Степень развития разбираемого качества может колебаться в самых широких пределах, причем крайние степени этих колебаний как в максимальном, так и в минимальном направлении переступают уже границы нормы. Полное почти отсутствие способности сосредоточивать внимание наблюдается у некоторых идиотов, имбецилов и слабоумных, резко сказываясь как на их мимике, так и на всем их поведении. Наиболее же ярким примером максимального сосредоточения внимания Рибо считает навязчивые идеи и состояния экстаза. В этом последнем случае какой-нибудь образ или отвлеченная идея до такой степени овладевают сознанием, что вытесняют из него на некоторое время все остальное, и человек делается совершенно неспособным двигаться или ощущать какие-нибудь внешние раздражения. В таком состоянии находились христианские мученики, не чувствовавшие боли во время пыток. Нечто подобное, только в более слабой степени, представляют из себя попытки лиц, подвергающихся операции или телесному наказанию, сосредоточить свое внимание на чем-нибудь постороннем, чтобы хоть отчасти заглушить мучительную боль.

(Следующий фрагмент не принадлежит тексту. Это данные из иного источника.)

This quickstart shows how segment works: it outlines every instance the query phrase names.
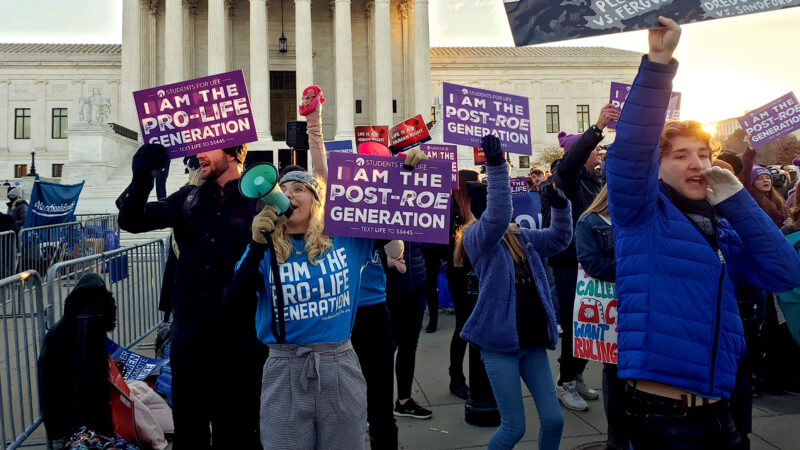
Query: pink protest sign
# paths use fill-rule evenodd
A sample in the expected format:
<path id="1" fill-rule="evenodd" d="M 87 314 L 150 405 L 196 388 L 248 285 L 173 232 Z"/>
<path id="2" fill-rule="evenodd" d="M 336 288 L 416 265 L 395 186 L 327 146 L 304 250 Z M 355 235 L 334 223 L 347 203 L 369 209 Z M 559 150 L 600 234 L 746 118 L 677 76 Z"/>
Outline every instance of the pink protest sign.
<path id="1" fill-rule="evenodd" d="M 451 161 L 453 164 L 453 189 L 458 190 L 458 147 L 447 144 L 422 144 L 419 149 L 430 159 Z"/>
<path id="2" fill-rule="evenodd" d="M 142 139 L 161 144 L 170 158 L 255 142 L 241 70 L 133 93 Z"/>
<path id="3" fill-rule="evenodd" d="M 800 129 L 800 106 L 790 92 L 739 118 L 750 143 L 759 148 Z"/>
<path id="4" fill-rule="evenodd" d="M 617 109 L 617 111 L 622 112 L 622 108 L 625 106 L 625 100 L 628 98 L 628 93 L 631 91 L 631 85 L 627 83 L 617 83 L 616 81 L 611 82 L 611 94 L 609 95 L 608 102 Z M 680 92 L 673 92 L 669 96 L 669 106 L 667 106 L 667 119 L 668 120 L 680 120 L 681 118 L 681 93 Z M 617 128 L 617 121 L 612 120 L 608 122 L 608 128 L 610 130 L 614 130 Z"/>
<path id="5" fill-rule="evenodd" d="M 448 161 L 409 171 L 402 158 L 331 153 L 325 234 L 447 244 L 450 170 Z"/>

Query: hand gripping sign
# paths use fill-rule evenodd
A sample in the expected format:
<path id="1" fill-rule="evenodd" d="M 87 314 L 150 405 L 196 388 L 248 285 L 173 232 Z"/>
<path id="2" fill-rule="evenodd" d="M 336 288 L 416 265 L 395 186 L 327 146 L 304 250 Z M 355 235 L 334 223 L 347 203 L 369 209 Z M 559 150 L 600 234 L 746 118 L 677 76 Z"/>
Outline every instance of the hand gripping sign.
<path id="1" fill-rule="evenodd" d="M 332 153 L 325 234 L 446 244 L 450 239 L 451 162 Z"/>
<path id="2" fill-rule="evenodd" d="M 133 93 L 142 139 L 161 144 L 170 158 L 255 142 L 241 70 Z"/>

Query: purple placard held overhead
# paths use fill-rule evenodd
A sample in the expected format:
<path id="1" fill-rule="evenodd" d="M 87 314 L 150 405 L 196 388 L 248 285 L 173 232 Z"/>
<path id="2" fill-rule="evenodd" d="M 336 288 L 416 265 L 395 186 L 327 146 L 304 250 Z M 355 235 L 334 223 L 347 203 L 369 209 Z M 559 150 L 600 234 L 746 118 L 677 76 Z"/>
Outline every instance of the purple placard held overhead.
<path id="1" fill-rule="evenodd" d="M 444 141 L 480 147 L 494 134 L 503 151 L 530 155 L 531 115 L 528 98 L 444 83 Z"/>
<path id="2" fill-rule="evenodd" d="M 800 105 L 793 92 L 775 99 L 739 118 L 750 143 L 759 148 L 800 129 Z"/>
<path id="3" fill-rule="evenodd" d="M 446 244 L 451 163 L 426 159 L 413 171 L 401 158 L 331 153 L 325 234 Z"/>
<path id="4" fill-rule="evenodd" d="M 458 147 L 447 144 L 422 144 L 419 148 L 430 159 L 451 161 L 453 163 L 453 189 L 458 190 Z"/>
<path id="5" fill-rule="evenodd" d="M 258 140 L 241 70 L 133 93 L 142 140 L 182 158 Z"/>
<path id="6" fill-rule="evenodd" d="M 625 99 L 628 98 L 628 93 L 631 91 L 631 85 L 627 83 L 611 82 L 611 94 L 609 95 L 608 102 L 622 112 L 622 107 L 625 106 Z M 681 118 L 681 93 L 673 92 L 669 96 L 669 106 L 667 106 L 667 119 L 680 120 Z M 612 120 L 608 122 L 608 129 L 615 130 L 617 128 L 617 121 Z"/>

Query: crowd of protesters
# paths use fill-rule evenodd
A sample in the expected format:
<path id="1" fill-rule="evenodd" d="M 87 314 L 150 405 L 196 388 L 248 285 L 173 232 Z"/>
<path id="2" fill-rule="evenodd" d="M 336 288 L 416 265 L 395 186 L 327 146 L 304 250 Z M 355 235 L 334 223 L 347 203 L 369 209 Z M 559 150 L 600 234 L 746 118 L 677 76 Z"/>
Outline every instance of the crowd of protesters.
<path id="1" fill-rule="evenodd" d="M 173 448 L 353 449 L 365 433 L 373 449 L 398 448 L 395 417 L 433 414 L 411 394 L 426 308 L 427 331 L 438 326 L 443 270 L 455 311 L 450 392 L 469 397 L 464 357 L 468 345 L 478 348 L 501 418 L 488 447 L 522 439 L 522 380 L 538 412 L 539 448 L 556 449 L 559 403 L 586 411 L 600 397 L 583 376 L 587 360 L 573 355 L 578 264 L 616 284 L 618 359 L 602 367 L 608 448 L 749 448 L 753 396 L 798 387 L 800 347 L 781 306 L 800 296 L 797 171 L 755 165 L 750 146 L 741 157 L 717 154 L 697 122 L 665 123 L 681 30 L 659 22 L 623 112 L 607 105 L 582 134 L 561 132 L 564 156 L 530 170 L 536 229 L 512 219 L 509 166 L 490 135 L 485 180 L 458 173 L 449 245 L 325 235 L 316 86 L 301 105 L 314 172 L 290 167 L 278 181 L 288 216 L 239 190 L 246 145 L 185 161 L 195 179 L 148 202 L 169 159 L 159 145 L 142 146 L 117 205 L 127 231 L 173 229 L 162 305 L 172 314 Z M 603 161 L 611 121 L 616 138 Z M 418 149 L 405 157 L 412 170 L 425 158 Z M 19 212 L 25 205 L 12 194 Z M 479 289 L 467 305 L 471 276 Z M 304 291 L 309 285 L 320 289 Z M 351 302 L 331 316 L 284 321 L 282 308 L 300 292 L 309 302 L 327 304 L 323 292 Z M 547 351 L 559 337 L 554 379 Z M 200 375 L 210 360 L 236 374 L 224 392 Z M 79 425 L 111 432 L 91 415 L 70 429 L 66 419 L 48 423 L 54 398 L 43 399 L 53 437 Z"/>

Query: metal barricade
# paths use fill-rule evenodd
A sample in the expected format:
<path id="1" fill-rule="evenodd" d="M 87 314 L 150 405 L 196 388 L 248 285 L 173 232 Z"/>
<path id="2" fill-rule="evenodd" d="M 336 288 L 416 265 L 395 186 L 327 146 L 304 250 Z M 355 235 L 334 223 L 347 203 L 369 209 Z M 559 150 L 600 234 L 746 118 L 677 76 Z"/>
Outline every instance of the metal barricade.
<path id="1" fill-rule="evenodd" d="M 0 279 L 17 273 L 17 233 L 0 233 Z"/>
<path id="2" fill-rule="evenodd" d="M 23 228 L 17 245 L 17 268 L 47 273 L 59 261 L 82 256 L 83 246 L 83 227 L 78 222 Z"/>
<path id="3" fill-rule="evenodd" d="M 36 374 L 45 336 L 41 277 L 30 270 L 4 278 L 0 301 L 0 449 L 14 449 L 42 422 Z"/>
<path id="4" fill-rule="evenodd" d="M 132 247 L 63 261 L 47 272 L 47 321 L 61 318 L 64 299 L 78 280 L 94 272 L 117 301 L 117 328 L 111 338 L 123 347 L 135 345 L 161 322 L 158 301 L 164 272 L 164 241 L 154 239 Z"/>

Что касается возбудителей, то в этом отношении едва ли можно провести резкую границу между данной наклонностью и той, которая была разобрана в предыдущем параграфе (большая или меньшая легкость привлечения внимания). То же деление возбудителей на внешние и внутренние, на непосредственные и посредственные; те же особенности внешних возбудителей (цвет, величина, быстрота проявления), усиливающие их действие; то же влияние эмоций, значительно способствующих сосредоточению нашего внимания на данном впечатлении. Если же необходимо указать на особенного, специфического возбудителя, вызывающего усиленную концентрацию внимания, то таким является, быть может, значительное несоответствие в степени отдельных раздражений, действующих одновременно на наше сознание: в то время как большинство из них слишком слабы и малодейственны, одно или несколько сильных раздражений резко выделяются на этом бледном фоне и приковывают к себе наше внимание (сильный шум или крик среди полной тишины, яркий свет в темноте, появление нового человека в скучной, однообразной, давно надоевшей среде и т. д.). Если же все впечатления, действующие на человека в известный момент, одинаково способны привлечь к себе его внимание, то хотя общее напряжение внимания может быть очень велико, но о сосредоточенности его на одном или нескольких впечатлениях не может быть и речи. Точных сведений относительно анатомо-физиологического коррелята сосредоточенности внимания мы в настоящее время еще совершенно не имеем, так что здесь приходится ограничиться только самыми общими данными. Так, известно, что всякие моменты, истощающие нервную систему (хронические болезни, анемия, недостаточное питание, сильная усталость и проч.), значительно понижают умственную работоспособность, делая почти невозможной усиленную концентрацию внимания на каком бы то ни было объекте. Подобным же образом влияют алкоголь, гашиш и другие яды, парализующие высшие корковые центры; деятельность низших центров может при этом сохраниться в полной своей силе, благодаря чему возникает обильное количество ярких образов, быстро сменяющих друг друга, но концентрация внимания делается совершенно невозможной. Нечто подобное наблюдается также в бреду и в состоянии маниакального возбуждения.

17

Дарвин Ч. Выражение душевных волнений. СПб., 1896.